Nattinee – BEST test

BEST Test (B-Speak English Skills Test)

 

 

Student’s name: Nattinee
Teacher’s name: Ellie K.
Course Hours: 10
MBA School / Status (i.e., applying, on wait list, conditional admit, 1st year, etc.) William & Mary (1st year)
Student’s goals for the course: Improve confidence when communicating with classmates and professors; improve pronunciation and enunciation; work on networking and giving interviews.
Date of Pre-Assessment Sunday, October 30, 2016
 

ORAL-COGNITIVE SKILLS (Levels)

1 – Response demonstrates misunderstanding of key ideas in the question (stimulus). Ideas are not cohesive so that familiarity with the stimulus is necessary to follow what is being discussed.
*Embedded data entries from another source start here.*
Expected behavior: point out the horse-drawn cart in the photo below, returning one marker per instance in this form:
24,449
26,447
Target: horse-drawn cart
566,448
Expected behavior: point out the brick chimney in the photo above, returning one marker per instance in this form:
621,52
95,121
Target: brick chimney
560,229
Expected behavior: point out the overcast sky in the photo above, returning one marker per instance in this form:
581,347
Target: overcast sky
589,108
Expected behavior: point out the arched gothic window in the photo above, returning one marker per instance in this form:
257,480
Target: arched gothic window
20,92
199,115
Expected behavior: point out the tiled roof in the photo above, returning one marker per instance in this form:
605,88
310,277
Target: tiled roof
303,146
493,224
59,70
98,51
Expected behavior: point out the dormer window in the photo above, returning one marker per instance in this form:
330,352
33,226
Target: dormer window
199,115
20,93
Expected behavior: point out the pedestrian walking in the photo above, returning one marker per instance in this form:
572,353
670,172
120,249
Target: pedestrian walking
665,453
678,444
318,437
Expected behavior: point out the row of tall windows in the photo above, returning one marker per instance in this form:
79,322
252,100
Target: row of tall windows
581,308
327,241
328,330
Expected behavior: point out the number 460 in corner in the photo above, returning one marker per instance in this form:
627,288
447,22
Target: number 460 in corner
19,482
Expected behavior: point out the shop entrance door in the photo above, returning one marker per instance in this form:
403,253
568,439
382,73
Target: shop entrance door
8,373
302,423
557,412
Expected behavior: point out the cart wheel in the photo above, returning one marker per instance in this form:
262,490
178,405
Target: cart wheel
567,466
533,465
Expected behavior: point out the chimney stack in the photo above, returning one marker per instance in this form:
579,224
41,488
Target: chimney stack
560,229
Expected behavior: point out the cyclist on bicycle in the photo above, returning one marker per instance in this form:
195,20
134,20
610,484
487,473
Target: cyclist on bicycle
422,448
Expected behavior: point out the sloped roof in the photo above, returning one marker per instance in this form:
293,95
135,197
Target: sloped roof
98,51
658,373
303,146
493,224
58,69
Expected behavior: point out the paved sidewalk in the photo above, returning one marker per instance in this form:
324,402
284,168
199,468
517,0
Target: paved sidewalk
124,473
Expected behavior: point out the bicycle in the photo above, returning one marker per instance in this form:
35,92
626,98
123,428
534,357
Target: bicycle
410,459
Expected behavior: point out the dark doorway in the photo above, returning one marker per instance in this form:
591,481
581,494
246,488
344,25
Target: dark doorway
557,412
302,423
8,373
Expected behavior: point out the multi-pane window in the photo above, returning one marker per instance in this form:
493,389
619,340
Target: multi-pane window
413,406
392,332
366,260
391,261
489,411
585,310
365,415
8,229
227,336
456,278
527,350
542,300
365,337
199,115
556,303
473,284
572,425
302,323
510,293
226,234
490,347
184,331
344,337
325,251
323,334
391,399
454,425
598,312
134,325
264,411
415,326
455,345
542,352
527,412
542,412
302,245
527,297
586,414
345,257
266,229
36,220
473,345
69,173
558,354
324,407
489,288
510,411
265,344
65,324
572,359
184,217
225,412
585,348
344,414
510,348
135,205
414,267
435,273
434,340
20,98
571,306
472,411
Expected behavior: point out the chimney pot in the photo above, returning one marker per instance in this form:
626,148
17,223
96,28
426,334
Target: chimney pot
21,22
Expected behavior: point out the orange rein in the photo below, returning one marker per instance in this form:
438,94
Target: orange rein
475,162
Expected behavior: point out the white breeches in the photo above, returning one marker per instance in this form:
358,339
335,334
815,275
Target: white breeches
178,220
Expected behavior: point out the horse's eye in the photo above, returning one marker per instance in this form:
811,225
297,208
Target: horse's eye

2 – Response conveys some relevant information but is incomplete (missing key ideas). Expression of information is awkward and meaning is consistently unclear.

3 – Response exhibits some incompleteness, inaccuracy, lack of specificity, or choppiness in the progression of ideas.

4 – Response is sustained and conveys relevant information required by the task. Details are appropriate but may have minor errors and/or omissions.

5 – Response communicates relevant content in an organized fashion. Details and examples are included. Meaning is clear.

1.   Personal/Warm-up: Talk about the reasons you decided to go to business school. Follow-up: What are you planning to do after graduation?      3
2.  Define what the word “success” means to you.      3
3.  Describe/explain: What do you think are the qualities that make a good manager? Can you give an example of a manager whom you worked with who exemplifies these qualities?      3
4. Compare-Contrast: Given what you already know about American business customs, how would you compare X and Y (e.g., describe the typical business dinner in your country. How does it differ from the typical American business dinner? )      4
5. Challenge/Defend: I’m going to make a statement. I’d like you to challenge what I say and defend your arguments: “LinkedIn is a waste of time. It’s just people putting their resumes on the web and bragging about their accomplishments. You really don’t make any useful professional connections through LinkedIn.”      4
 
Further comments on student’s oral-cognitive skills in previous responses:
Comment specifically on student’s vocabulary –both strengths (use of business terms, idioms, phrasal verbs) and weaknesses (imprecise word choice, incorrect word forms) Nattinee’s vocabulary is good, but she is hoping to increase her knowledge of business terms. She doesn’t use many idioms or verbal phrases, and you mentioned that she often gets lost when listening to Americans speak because of all the idiomatic language they use.
Comment on student’s grammatical usage (verb tense, passive voice, modals, conditional, make vs. do; prepositions, etc.) Nattinee struggles with verb tense, verb agreement, articles and prepositions. These mistakes are distracting, and correcting them will certainly help classmates, professors, and potential employers understand her better.
Pace, volume, pitch: Good.
Fillers (“um,” “like,” “how to say,” etc.) Nattinee doesn’t use filler words though sometimes she pauses and tries to find the word she needs.
Eye contact, body language  Nattinee is a bit nervous. She told me her confidence has suffered since starting her MBA program. Making eye  contact and giving a firm handshake are not normal things in Thai culture. We will work on ways of making these forms of interaction feel more comfortable.
Rhythm, stress, intonation Thai is a highly tonal language. When a Thai speker learns to pronounc an English word incorrectly, that pronunciation sticks — because they’ve memorized the tone. Nattinee does stress the wrong part certain words, but her rhythm is a lot better than many Thai speakers I’ve interacted with.
Word endings (e.g., final “s” and “ed” sounds) Thai speakers tend to drop their endings. Nattinee often says words without pronouncing their final sound.
Consonant & Vowel Sounds (include examples of problem words) VOWELS: needs work on short and long vowel sounds (e.g., pronounces “wait” like “wet”)
CONSONANTS: work on /R/ vs. /L/
How intelligible would the student’s speech be to a native English speaker (who is NOT an ESL teacher)? · Easy to understand: Obvious accent; patterned pronunciation errors do not distract listener; listener can focus on the content of the message.